The optimal storage solution for a system varies based on the following:
Type of access method (block, file, or object)
Patterns of access (random or sequential)
Required throughput
Frequency of access (online, offline, archival)
Frequency of update (WORM, dynamic)
Availability and durability constraints
The AWS Well-Architected systems use multiple storage solutions and enable different features to improve performance and use resources efficiently.
For additional information about AWS Well-Architected systems, refer to AWS Well-Architected page on the AWS web site.
You must understand the different characteristics of your application or workflow that are required to select the services that best fit your workload. Example characteristics are shareable, file size, cache size, access patterns, latency, throughput, and persistence of data. Those characteristics can lead you toward the best storage solution, such as block storage, file storage, or object storage.
To optimize storage, the first step is to understand the performance profile for each of your workloads. Conduct a performance analysis to measure input/output operations per second (IOPS), throughput, and other variables. Define your storage performance requirements. Identify your workload’s most important storage performance metrics. Use those metrics to set boundaries. Implement improvement strategies as part of a data-driven approach, using benchmarking or load testing. Use this data to identify where your storage solution is or can be constrained. Examine storage and configuration options to improve the solution.
AWS storage services are optimized for different storage scenarios. No single data storage option is ideal for all workloads. When evaluating your storage requirements, consider data storage options for each workload separately.
Determine the expected growth rate for your workload and choose a storage solution that will meet those rates. Object and file storage solutions, such as Amazon S3 and Amazon Elastic File System, enable unlimited storage.
The following questions help you to segment data within each of your workloads and determine your storage requirements:
How often and how quickly do you need to access your data? AWS offers storage options and pricing tiers for frequently accessed, less frequently accessed, and infrequently accessed data.
Does your data store require high IOPS or throughput? AWS provides categories of storage that are optimized for performance and throughput. Understanding IOPS and throughput requirements will help you provision the right amount of storage and avoid overpaying.
What storage access protocols are required? Pre-existing applications are often developed based on specific operating systems. The operating system can affect the access protocol. For example, Linux-based applications that require file system access usually require NFS. Windows-based applications require SMB as the protocol.
How critical (durable) is your data? Critical or regulated data needs to be retained at almost any expense and tends to be stored for a long time.
How sensitive is your data?
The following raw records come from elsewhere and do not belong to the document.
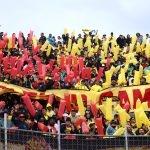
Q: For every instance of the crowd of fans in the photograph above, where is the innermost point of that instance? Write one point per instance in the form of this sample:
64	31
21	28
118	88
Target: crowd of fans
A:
20	118
130	54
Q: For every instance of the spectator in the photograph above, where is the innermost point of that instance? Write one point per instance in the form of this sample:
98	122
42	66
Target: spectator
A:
111	129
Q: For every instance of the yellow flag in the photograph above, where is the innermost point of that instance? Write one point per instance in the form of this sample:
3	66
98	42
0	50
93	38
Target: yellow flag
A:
136	78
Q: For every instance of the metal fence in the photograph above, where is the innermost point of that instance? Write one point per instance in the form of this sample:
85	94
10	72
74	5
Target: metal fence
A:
15	139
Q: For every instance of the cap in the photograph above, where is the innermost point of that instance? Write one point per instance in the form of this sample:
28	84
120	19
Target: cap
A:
48	105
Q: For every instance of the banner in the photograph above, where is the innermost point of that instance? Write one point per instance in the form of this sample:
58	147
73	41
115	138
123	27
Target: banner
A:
125	94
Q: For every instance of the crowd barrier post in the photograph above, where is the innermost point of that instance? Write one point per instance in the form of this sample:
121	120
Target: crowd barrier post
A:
5	131
59	142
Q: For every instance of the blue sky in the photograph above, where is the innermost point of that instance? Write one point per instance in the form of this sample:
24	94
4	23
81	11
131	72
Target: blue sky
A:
52	16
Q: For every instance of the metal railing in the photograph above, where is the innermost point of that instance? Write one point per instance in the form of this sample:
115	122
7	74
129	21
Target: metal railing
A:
35	140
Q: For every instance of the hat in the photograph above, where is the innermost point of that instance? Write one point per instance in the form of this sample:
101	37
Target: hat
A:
48	105
68	119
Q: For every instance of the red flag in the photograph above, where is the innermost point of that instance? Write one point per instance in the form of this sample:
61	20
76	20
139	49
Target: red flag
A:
14	72
30	37
50	65
42	127
75	70
37	58
93	108
5	62
38	105
13	60
13	40
27	102
69	60
108	62
20	40
68	102
1	56
85	129
68	69
35	50
51	99
81	63
61	108
55	71
62	62
56	77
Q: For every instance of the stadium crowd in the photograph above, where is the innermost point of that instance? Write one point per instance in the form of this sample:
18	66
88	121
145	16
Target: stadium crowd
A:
85	62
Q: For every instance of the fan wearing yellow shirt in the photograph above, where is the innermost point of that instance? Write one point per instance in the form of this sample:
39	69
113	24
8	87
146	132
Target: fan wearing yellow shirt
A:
49	111
96	87
82	86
Highly sensitive data must be protected from accidental and malicious changes, not only data loss or corruption. Durability, cost, and security are equally important to consider.
How large is your dataset? Knowing the total size of the dataset helps in estimating storage capacity and cost.
How transient is your data? Transient data is short-lived and typically does not require high durability. (Note: Durability refers to average annual expected data loss.) Clickstream and Twitter data are good examples of transient data.
How much are you prepared to pay to store the data? Setting a budget for data storage will inform your decisions about storage options.
Evaluate the various characteristics and configuration options and how they relate to storage. Understand where and how to use the following elements to optimize storage space and performance for your workload:
Provisioned IOPS
Solid state drives (SSD)
Hard disk drives (HDD)
Object storage
Archival storage
Ephemeral (temporary) storage
When you evaluate a storage solution, determine the available storage characteristics, such as the following:
Ability to share the storage
Ideal file size and maximum file size
Storage cache size
Average or expected latency
Maximum throughput
Maximum IOPS
Persistence of data
Then match your requirements to the AWS service that best fits your needs.
Choose storage systems based on your workload's access patterns. Configure them by determining how the workload accesses data. You can sometimes increase storage efficiency or increase a performance metric by choosing a different storage type. Configure the storage options you choose to match your data access patterns.
Optimize your storage usage and access patterns – Choose storage systems based on your workload's access patterns and the characteristics of the available storage options. Determine the best place to store data so that you can meet your requirements while reducing overhead. Use performance optimizations and access patterns when configuring and interacting with data based on the characteristics of your storage (for example, striping volumes or partitioning data).
Select appropriate metrics for storage options – Ensure that you select the appropriate storage metrics for the workload. Each storage option offers various metrics to track how your workload performs over time. Make sure that you are measuring against any storage metrics indicating peak performance and trends. For storage systems that are fixed sized, such as Amazon Elastic Block Store (Amazon EBS) or Amazon FSx, ensure that you are monitoring the amount of storage used against the overall storage size. Create automation when possible to increase the storage size when reaching a threshold.
Monitor metrics – Amazon CloudWatch can collect metrics across the resources in your architecture. You can also collect and publish custom metrics to surface business metrics or derived metrics. Use CloudWatch or third-party solutions to set alarms that indicate when thresholds are breached.
For additional information, see Storage Architecture Selection in the AWS Well-Architected Framework.